The stock market dug itself a hole to start the week, as growth concerns sent each of the major indices down at least 2.0% on Monday. The widely-held technology stocks were the primary targets for sellers, yet they had ample company.
There is an effort being made this morning to dig out from the hole.
Currently, the S&P futures are up 10 points and are trading 0.4% above fair value. The Nasdaq 100 futures are up 40 points and are trading 0.5% above fair value. The Dow Jones Industrial Average futures are up 46 points and are trading 2% above fair value.
Dow component Home Depot (HD) is garnering some attribution for the positive bias. The home improvement retailer put up some impressive third quarter results, which featured a 5.4% increase in U.S. comparable-store sales, and raised its FY18 revenue, EPS, and comparable-store sales guidance.
Shares of HD are up 0.9% in pre-market action. Advance Auto Parts (AAP) is another retailer that topped third quarter estimates and raised its FY18 guidance. Its stock is indicated 5.2% higher.
Good vibes from the retail space, then, are making up somewhat for the bad vibes that surrounded the information technology, financial, and energy sectors on Monday.
Another element lending some support today is a report that Treasury Secretary Mnuchin and Chinese Vice Premier Liu had a recent phone conversation geared toward trying to ease the trade tension between the U.S. and China heading into the G20 meeting at the end of the month.

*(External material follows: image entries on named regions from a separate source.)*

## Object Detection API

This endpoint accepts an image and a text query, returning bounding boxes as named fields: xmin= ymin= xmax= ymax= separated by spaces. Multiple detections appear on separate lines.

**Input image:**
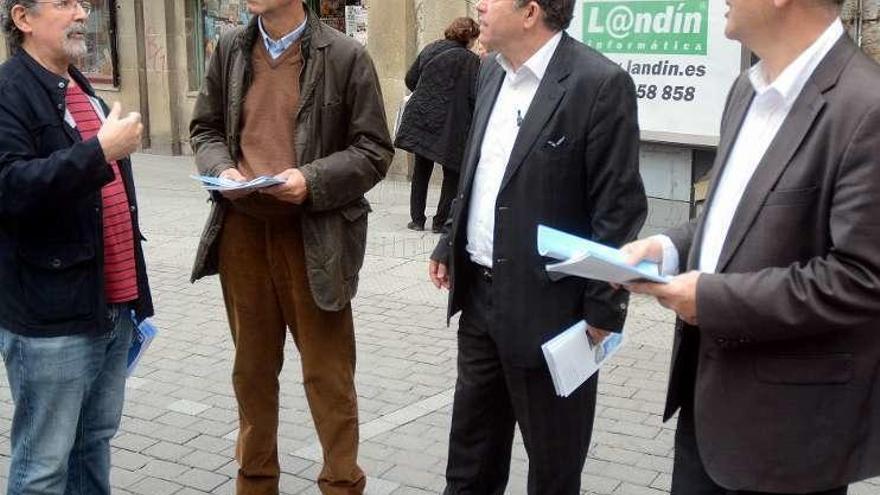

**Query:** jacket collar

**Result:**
xmin=236 ymin=2 xmax=332 ymax=59
xmin=13 ymin=49 xmax=95 ymax=101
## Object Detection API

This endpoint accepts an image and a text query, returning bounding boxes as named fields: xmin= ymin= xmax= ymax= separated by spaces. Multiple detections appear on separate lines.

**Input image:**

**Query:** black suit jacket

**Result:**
xmin=432 ymin=34 xmax=647 ymax=367
xmin=666 ymin=35 xmax=880 ymax=493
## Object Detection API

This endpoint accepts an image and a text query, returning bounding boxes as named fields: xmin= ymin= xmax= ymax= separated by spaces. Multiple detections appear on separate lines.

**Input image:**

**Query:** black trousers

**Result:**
xmin=409 ymin=155 xmax=458 ymax=230
xmin=671 ymin=406 xmax=847 ymax=495
xmin=444 ymin=268 xmax=597 ymax=495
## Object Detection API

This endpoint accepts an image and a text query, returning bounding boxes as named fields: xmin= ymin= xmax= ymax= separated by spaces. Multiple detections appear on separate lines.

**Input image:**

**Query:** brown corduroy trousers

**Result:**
xmin=219 ymin=203 xmax=366 ymax=495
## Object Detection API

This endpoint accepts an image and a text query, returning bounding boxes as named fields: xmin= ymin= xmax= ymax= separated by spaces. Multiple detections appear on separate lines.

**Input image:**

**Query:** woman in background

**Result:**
xmin=394 ymin=17 xmax=480 ymax=232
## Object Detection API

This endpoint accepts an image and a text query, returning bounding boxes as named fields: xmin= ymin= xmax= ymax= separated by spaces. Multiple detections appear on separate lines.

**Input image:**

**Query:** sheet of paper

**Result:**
xmin=541 ymin=320 xmax=623 ymax=397
xmin=191 ymin=175 xmax=284 ymax=191
xmin=538 ymin=225 xmax=669 ymax=284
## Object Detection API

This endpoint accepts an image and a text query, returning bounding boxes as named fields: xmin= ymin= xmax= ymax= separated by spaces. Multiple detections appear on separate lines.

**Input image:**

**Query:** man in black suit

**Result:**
xmin=429 ymin=0 xmax=647 ymax=495
xmin=624 ymin=0 xmax=880 ymax=495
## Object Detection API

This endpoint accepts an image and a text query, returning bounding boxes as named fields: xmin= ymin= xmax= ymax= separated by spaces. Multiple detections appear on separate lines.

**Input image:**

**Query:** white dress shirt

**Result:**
xmin=658 ymin=19 xmax=844 ymax=274
xmin=467 ymin=32 xmax=562 ymax=268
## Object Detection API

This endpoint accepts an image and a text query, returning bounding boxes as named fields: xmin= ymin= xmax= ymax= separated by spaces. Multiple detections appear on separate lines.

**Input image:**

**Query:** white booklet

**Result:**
xmin=541 ymin=320 xmax=623 ymax=397
xmin=538 ymin=225 xmax=669 ymax=284
xmin=191 ymin=175 xmax=284 ymax=191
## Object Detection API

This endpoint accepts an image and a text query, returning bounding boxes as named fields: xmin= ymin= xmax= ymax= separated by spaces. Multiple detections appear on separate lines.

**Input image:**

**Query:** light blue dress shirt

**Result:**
xmin=257 ymin=18 xmax=306 ymax=60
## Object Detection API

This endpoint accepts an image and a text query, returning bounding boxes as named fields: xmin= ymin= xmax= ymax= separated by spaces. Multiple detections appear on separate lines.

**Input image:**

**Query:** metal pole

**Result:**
xmin=856 ymin=0 xmax=864 ymax=46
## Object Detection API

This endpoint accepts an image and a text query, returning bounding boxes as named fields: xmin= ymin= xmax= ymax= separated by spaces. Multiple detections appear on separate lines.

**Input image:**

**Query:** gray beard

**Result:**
xmin=64 ymin=38 xmax=88 ymax=60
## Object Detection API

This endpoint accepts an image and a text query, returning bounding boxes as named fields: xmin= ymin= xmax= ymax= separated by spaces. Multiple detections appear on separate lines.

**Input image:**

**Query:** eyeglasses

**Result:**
xmin=34 ymin=0 xmax=92 ymax=15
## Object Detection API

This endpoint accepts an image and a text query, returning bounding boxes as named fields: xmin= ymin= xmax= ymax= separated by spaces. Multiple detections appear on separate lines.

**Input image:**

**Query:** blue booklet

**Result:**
xmin=538 ymin=225 xmax=669 ymax=284
xmin=126 ymin=316 xmax=159 ymax=376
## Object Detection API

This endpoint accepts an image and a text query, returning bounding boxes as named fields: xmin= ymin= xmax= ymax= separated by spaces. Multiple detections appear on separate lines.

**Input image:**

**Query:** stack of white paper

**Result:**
xmin=538 ymin=225 xmax=669 ymax=284
xmin=191 ymin=175 xmax=284 ymax=191
xmin=541 ymin=320 xmax=623 ymax=397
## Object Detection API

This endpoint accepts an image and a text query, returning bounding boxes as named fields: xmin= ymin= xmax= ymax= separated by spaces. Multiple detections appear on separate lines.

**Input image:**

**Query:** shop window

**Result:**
xmin=317 ymin=0 xmax=367 ymax=44
xmin=185 ymin=0 xmax=250 ymax=91
xmin=75 ymin=0 xmax=119 ymax=86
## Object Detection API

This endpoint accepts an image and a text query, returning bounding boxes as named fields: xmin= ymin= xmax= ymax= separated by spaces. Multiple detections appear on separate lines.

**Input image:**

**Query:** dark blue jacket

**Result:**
xmin=0 ymin=50 xmax=153 ymax=337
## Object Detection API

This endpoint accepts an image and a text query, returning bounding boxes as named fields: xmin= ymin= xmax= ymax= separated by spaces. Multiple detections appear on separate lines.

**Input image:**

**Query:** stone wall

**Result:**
xmin=841 ymin=0 xmax=880 ymax=62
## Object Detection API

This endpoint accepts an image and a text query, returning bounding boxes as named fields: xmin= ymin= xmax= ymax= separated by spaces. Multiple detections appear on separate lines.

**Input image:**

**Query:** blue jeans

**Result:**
xmin=0 ymin=305 xmax=134 ymax=495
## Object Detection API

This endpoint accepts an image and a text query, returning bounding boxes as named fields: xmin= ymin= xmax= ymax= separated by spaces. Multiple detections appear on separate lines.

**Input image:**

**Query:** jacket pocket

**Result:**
xmin=755 ymin=354 xmax=853 ymax=385
xmin=339 ymin=199 xmax=372 ymax=280
xmin=18 ymin=244 xmax=97 ymax=323
xmin=764 ymin=186 xmax=819 ymax=206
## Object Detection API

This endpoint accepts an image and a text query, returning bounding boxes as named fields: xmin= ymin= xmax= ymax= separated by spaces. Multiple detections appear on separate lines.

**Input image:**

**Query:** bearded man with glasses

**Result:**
xmin=0 ymin=0 xmax=153 ymax=495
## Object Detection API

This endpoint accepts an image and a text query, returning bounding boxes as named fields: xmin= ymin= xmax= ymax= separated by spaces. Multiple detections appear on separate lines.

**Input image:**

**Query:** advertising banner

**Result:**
xmin=568 ymin=0 xmax=742 ymax=146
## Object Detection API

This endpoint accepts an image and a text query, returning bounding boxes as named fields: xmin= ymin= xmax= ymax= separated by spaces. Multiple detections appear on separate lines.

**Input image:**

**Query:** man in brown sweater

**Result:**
xmin=190 ymin=0 xmax=394 ymax=495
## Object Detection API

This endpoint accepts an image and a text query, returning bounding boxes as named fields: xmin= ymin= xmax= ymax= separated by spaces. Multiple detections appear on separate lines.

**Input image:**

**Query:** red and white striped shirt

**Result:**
xmin=67 ymin=81 xmax=138 ymax=303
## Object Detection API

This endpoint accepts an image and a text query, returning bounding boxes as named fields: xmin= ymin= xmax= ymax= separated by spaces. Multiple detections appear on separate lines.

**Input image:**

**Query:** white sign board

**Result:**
xmin=568 ymin=0 xmax=742 ymax=146
xmin=345 ymin=5 xmax=367 ymax=45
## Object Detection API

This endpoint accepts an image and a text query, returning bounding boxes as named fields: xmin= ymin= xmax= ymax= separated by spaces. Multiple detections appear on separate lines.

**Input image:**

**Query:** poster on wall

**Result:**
xmin=345 ymin=5 xmax=367 ymax=45
xmin=568 ymin=0 xmax=742 ymax=146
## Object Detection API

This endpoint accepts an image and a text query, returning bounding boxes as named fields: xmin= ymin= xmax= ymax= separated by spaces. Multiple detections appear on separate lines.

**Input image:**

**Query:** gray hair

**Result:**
xmin=0 ymin=0 xmax=37 ymax=53
xmin=514 ymin=0 xmax=575 ymax=31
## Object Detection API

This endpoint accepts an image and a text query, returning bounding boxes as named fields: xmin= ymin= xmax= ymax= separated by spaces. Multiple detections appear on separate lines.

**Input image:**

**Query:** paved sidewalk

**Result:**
xmin=0 ymin=155 xmax=880 ymax=495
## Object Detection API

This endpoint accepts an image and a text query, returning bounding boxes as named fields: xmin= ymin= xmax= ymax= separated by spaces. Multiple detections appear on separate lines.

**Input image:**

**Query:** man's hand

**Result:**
xmin=260 ymin=168 xmax=309 ymax=205
xmin=219 ymin=167 xmax=251 ymax=199
xmin=626 ymin=271 xmax=701 ymax=325
xmin=610 ymin=237 xmax=663 ymax=290
xmin=98 ymin=101 xmax=144 ymax=163
xmin=587 ymin=325 xmax=611 ymax=346
xmin=620 ymin=237 xmax=663 ymax=265
xmin=428 ymin=260 xmax=449 ymax=290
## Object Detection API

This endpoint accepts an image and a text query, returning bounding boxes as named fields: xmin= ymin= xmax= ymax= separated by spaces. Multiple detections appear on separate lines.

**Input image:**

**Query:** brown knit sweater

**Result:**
xmin=240 ymin=39 xmax=303 ymax=179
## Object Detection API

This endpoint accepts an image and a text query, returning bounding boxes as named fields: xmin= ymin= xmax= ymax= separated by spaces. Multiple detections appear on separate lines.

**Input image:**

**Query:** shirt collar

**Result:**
xmin=749 ymin=18 xmax=844 ymax=105
xmin=257 ymin=17 xmax=308 ymax=53
xmin=497 ymin=31 xmax=562 ymax=81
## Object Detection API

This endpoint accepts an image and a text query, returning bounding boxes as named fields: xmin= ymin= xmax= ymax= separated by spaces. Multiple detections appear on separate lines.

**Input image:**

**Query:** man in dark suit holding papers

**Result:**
xmin=429 ymin=0 xmax=646 ymax=495
xmin=624 ymin=0 xmax=880 ymax=495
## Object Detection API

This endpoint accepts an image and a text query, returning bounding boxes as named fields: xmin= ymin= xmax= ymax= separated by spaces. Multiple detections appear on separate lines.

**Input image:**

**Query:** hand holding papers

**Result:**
xmin=541 ymin=320 xmax=623 ymax=397
xmin=192 ymin=175 xmax=284 ymax=192
xmin=538 ymin=225 xmax=669 ymax=284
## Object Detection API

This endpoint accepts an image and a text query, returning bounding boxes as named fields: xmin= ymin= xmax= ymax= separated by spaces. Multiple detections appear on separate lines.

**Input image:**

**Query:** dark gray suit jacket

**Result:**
xmin=432 ymin=34 xmax=647 ymax=367
xmin=666 ymin=36 xmax=880 ymax=493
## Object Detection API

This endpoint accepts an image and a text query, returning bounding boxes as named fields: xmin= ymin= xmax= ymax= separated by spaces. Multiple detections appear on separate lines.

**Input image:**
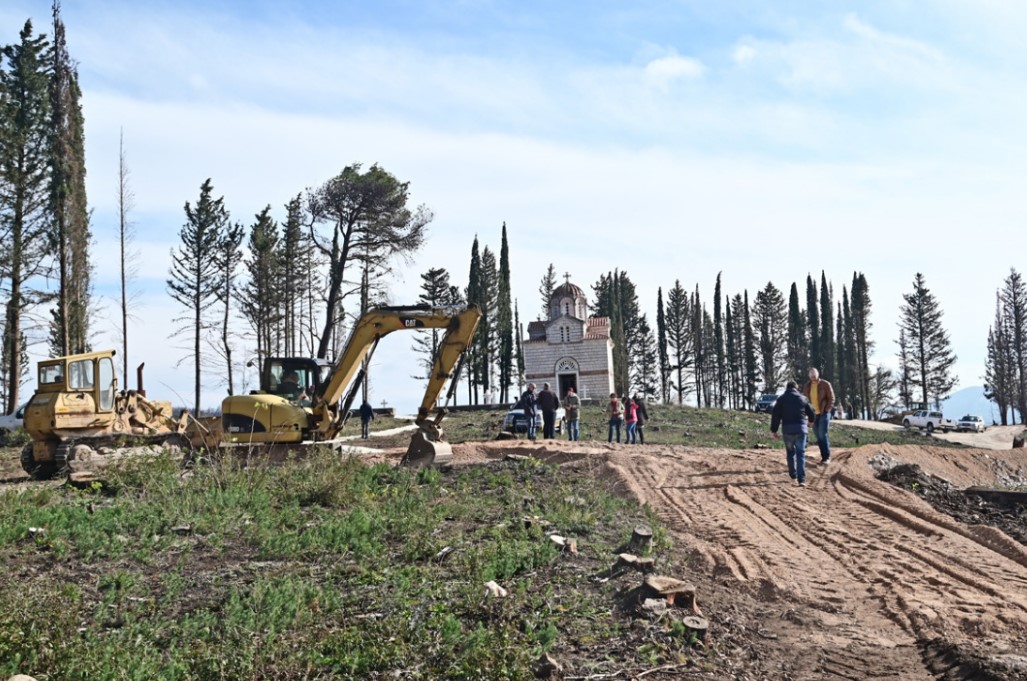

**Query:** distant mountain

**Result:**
xmin=942 ymin=385 xmax=999 ymax=424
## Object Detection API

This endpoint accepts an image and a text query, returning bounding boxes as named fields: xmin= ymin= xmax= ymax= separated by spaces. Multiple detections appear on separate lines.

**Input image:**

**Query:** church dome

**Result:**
xmin=553 ymin=281 xmax=584 ymax=299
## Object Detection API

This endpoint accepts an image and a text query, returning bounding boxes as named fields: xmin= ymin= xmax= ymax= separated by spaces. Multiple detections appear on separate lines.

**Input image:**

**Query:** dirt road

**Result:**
xmin=831 ymin=420 xmax=1024 ymax=449
xmin=455 ymin=443 xmax=1027 ymax=679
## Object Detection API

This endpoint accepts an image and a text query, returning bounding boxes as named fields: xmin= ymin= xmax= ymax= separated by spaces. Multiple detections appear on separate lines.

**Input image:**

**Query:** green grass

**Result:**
xmin=0 ymin=453 xmax=690 ymax=680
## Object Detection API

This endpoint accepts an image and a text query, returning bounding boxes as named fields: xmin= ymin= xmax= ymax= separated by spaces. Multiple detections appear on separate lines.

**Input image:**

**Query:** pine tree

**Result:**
xmin=214 ymin=220 xmax=245 ymax=394
xmin=49 ymin=0 xmax=92 ymax=354
xmin=167 ymin=179 xmax=228 ymax=415
xmin=538 ymin=263 xmax=557 ymax=320
xmin=899 ymin=272 xmax=956 ymax=405
xmin=984 ymin=292 xmax=1023 ymax=425
xmin=307 ymin=163 xmax=434 ymax=358
xmin=412 ymin=267 xmax=460 ymax=381
xmin=496 ymin=222 xmax=514 ymax=403
xmin=999 ymin=269 xmax=1027 ymax=421
xmin=753 ymin=281 xmax=789 ymax=392
xmin=632 ymin=315 xmax=659 ymax=401
xmin=664 ymin=280 xmax=693 ymax=405
xmin=117 ymin=129 xmax=138 ymax=381
xmin=656 ymin=287 xmax=671 ymax=403
xmin=241 ymin=205 xmax=288 ymax=373
xmin=0 ymin=22 xmax=50 ymax=413
xmin=851 ymin=272 xmax=874 ymax=418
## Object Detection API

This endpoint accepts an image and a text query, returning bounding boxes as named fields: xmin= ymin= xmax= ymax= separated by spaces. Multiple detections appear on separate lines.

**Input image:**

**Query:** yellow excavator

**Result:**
xmin=211 ymin=305 xmax=482 ymax=466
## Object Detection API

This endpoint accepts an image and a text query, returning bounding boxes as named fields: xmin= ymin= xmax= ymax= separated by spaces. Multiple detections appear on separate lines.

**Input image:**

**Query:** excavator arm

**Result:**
xmin=312 ymin=305 xmax=482 ymax=465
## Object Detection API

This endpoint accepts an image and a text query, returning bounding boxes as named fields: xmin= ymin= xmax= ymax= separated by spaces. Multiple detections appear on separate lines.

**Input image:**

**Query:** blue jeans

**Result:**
xmin=606 ymin=418 xmax=621 ymax=444
xmin=781 ymin=432 xmax=806 ymax=483
xmin=813 ymin=412 xmax=831 ymax=461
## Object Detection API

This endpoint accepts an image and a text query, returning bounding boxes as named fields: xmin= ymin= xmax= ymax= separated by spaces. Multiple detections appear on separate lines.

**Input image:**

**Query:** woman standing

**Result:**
xmin=606 ymin=392 xmax=622 ymax=445
xmin=624 ymin=398 xmax=639 ymax=445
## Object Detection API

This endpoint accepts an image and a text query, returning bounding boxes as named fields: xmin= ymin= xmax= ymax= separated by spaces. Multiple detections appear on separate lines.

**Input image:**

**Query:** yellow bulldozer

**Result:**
xmin=205 ymin=305 xmax=482 ymax=466
xmin=22 ymin=350 xmax=189 ymax=479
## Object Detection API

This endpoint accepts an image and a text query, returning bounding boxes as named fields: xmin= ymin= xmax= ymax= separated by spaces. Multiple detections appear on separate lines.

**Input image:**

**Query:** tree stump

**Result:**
xmin=681 ymin=615 xmax=710 ymax=641
xmin=644 ymin=574 xmax=702 ymax=615
xmin=613 ymin=554 xmax=656 ymax=572
xmin=627 ymin=525 xmax=652 ymax=554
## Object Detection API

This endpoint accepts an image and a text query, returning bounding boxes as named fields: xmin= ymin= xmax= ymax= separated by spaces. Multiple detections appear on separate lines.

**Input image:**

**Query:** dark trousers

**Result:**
xmin=542 ymin=410 xmax=557 ymax=440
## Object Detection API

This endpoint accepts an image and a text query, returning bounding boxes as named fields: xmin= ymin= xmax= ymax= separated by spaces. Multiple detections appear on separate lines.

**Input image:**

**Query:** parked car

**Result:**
xmin=902 ymin=409 xmax=956 ymax=432
xmin=756 ymin=392 xmax=779 ymax=414
xmin=503 ymin=407 xmax=564 ymax=437
xmin=956 ymin=414 xmax=988 ymax=432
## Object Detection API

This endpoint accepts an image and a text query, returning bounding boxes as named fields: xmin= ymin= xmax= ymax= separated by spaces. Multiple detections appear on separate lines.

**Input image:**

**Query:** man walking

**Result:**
xmin=521 ymin=383 xmax=538 ymax=442
xmin=802 ymin=369 xmax=834 ymax=465
xmin=770 ymin=381 xmax=815 ymax=487
xmin=538 ymin=383 xmax=560 ymax=440
xmin=564 ymin=388 xmax=581 ymax=442
xmin=360 ymin=400 xmax=375 ymax=440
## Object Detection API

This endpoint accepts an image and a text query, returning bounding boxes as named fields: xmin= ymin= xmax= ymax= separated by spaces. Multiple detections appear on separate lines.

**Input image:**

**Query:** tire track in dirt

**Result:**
xmin=610 ymin=448 xmax=1027 ymax=678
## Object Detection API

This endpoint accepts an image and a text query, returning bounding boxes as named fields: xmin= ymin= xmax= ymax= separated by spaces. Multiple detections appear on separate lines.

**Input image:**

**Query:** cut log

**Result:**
xmin=613 ymin=554 xmax=656 ymax=572
xmin=629 ymin=525 xmax=652 ymax=554
xmin=644 ymin=574 xmax=702 ymax=615
xmin=681 ymin=615 xmax=710 ymax=641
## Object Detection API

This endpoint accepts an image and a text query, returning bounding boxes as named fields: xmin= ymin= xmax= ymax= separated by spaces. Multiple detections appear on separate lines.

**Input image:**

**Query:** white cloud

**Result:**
xmin=645 ymin=54 xmax=706 ymax=90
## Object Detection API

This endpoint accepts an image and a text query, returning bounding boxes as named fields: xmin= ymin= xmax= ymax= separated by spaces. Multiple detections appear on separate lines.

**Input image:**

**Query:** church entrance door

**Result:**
xmin=558 ymin=374 xmax=578 ymax=401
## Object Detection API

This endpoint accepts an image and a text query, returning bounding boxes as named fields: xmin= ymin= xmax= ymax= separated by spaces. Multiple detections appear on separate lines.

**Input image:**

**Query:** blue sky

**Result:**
xmin=6 ymin=0 xmax=1027 ymax=416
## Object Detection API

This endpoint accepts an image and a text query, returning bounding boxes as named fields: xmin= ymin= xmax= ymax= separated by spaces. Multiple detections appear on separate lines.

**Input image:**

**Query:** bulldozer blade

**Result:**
xmin=400 ymin=430 xmax=453 ymax=468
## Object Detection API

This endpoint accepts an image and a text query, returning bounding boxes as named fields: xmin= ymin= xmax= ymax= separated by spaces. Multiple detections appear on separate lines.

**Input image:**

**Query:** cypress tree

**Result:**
xmin=820 ymin=270 xmax=835 ymax=377
xmin=496 ymin=222 xmax=514 ymax=403
xmin=656 ymin=287 xmax=671 ymax=403
xmin=665 ymin=280 xmax=693 ymax=405
xmin=743 ymin=291 xmax=759 ymax=409
xmin=802 ymin=274 xmax=826 ymax=374
xmin=786 ymin=281 xmax=809 ymax=383
xmin=713 ymin=272 xmax=726 ymax=409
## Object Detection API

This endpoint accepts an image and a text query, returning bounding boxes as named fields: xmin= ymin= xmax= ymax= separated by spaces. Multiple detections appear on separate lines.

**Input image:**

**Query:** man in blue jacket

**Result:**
xmin=770 ymin=381 xmax=816 ymax=487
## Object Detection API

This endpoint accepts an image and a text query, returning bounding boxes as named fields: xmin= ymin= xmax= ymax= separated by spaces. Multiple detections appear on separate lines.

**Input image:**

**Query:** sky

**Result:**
xmin=0 ymin=0 xmax=1027 ymax=412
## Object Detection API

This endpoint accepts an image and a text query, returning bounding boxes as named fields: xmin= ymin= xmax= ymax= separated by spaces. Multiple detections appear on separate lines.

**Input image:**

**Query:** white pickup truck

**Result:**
xmin=902 ymin=409 xmax=957 ymax=432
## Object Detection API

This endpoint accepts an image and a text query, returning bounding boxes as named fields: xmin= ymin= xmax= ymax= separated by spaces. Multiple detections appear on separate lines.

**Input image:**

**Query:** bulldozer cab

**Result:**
xmin=260 ymin=357 xmax=331 ymax=406
xmin=25 ymin=350 xmax=118 ymax=438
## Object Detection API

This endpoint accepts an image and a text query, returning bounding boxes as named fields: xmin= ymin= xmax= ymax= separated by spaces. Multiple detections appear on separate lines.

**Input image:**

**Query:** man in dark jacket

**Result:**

That news, however, should be interpreted with a grain of salt for several reasons: (1) it isn't a surprise that back-channel conversations were happening (2) it has been previously reported that the two sides would be aiming to lower the temperature on their trade dispute going into the meeting and (3) everyone should be aware by now that words have typically spoken louder than action in the bid to resolve the trade disagreement.
Separately, we would hasten to point out that there are separate reports suggesting President Trump will be meeting with his advisors today to discuss whether to impose a 25% tariff on autos and there is a tweet from the president this morning that is critical of the tariffs France places on wine imports.
In other words, the kumbaya trade moment everyone is hoping for hasn't arrived yet.
It doesn't appear either that a bottom has arrived yet for Apple (AAPL). It is down 1.1% in pre-market trading after Goldman Sachs cut its earnings estimates and lowered its price target to $209 from $222 following Monday's warning from supplier Lumentum (LITE).
Apple's weakness remains a weight on the broader market. In the same vein, so does the continued weakness in oil prices ($59.05, -$0.89, -1.5%), which have fallen for 11 straight sessions. That weakness is pressuring the energy sector, as it is leading to questions about earnings prospects.
The latter has been at the heart of the matter for the stock market's recent struggles. Earnings prospects in general are being called into question as interest rates have risen, the dollar has strengthened, input costs have increased, and global economies have slowed.